A Conjugate Property between Loss Functions and Uncertainty Sets in Classification Problems
Takafumi Kanamori, Akiko Takeda and Taiji Suzuki JMLR W&CP 23: 29.1 - 29.23, 2012
In binary classification problems, mainly two approaches have been proposed; one is loss function approach and the other is minimum distance approach. The loss function approach is applied to major learning algorithms such as support vector machine (SVM) and boosting methods. The loss function represents the penalty of the decision function on the training samples. In the learning algorithm, the empirical mean of the loss function is minimized to obtain the classifier. Against a backdrop of the development of mathematical programming, nowadays learning algorithms based on loss functions are widely applied to real-world data analysis. In addition, statistical properties of such learning algorithms are well-understood based on a lots of theoretical works. On the other hand, some learning methods such as υ-SVM, mini-max probability machine (MPM) can be formulated as minimum distance problems.

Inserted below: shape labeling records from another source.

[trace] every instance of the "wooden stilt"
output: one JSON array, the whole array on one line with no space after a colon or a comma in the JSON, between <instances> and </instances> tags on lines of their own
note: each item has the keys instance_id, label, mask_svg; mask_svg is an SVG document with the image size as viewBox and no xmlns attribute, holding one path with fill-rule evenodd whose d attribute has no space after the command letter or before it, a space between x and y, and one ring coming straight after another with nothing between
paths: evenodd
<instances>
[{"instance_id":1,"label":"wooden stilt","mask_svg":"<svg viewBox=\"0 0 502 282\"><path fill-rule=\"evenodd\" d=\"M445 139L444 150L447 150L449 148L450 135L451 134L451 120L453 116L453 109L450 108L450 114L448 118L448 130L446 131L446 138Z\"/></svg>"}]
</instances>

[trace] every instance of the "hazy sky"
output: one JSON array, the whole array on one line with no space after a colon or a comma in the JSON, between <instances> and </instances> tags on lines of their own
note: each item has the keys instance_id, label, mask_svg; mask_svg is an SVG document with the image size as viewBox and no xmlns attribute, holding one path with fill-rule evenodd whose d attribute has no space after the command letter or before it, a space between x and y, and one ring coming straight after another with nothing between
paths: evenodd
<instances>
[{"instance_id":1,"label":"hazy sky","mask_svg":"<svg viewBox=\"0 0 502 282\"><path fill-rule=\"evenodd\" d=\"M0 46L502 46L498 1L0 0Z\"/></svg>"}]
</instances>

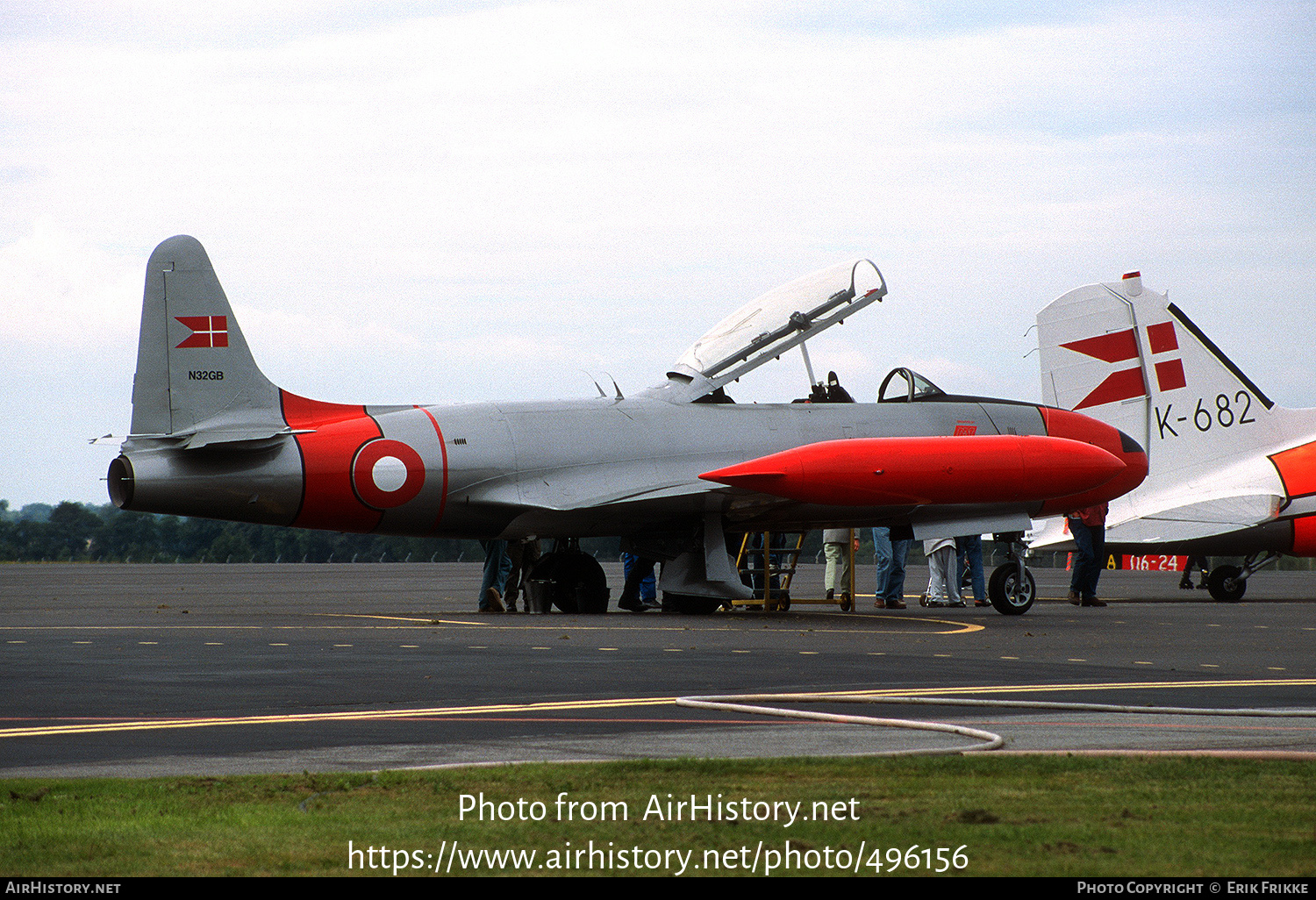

In the minimum distance approach, firstly, the so-called uncertainty set is defined for each binary label based on the training samples. Then, the best separating hyperplane between the two uncertainty sets is employed as the decision function. This is regarded as an extension of the maximum-margin approach. The minimum distance approach is considered to be useful to construct the statistical models with an intuitive geometric interpretation, and the interpretation is helpful to develop the learning algorithms. However, the statistical properties of the minimum distance approach have not been intensively studied. In this paper, we consider the relation between the above two approaches. We point out that the uncertainty set in the minimum distance approach is described by using the level set of the conjugate of the loss function. Based on such relation, we study statistical properties of the minimum distance approach.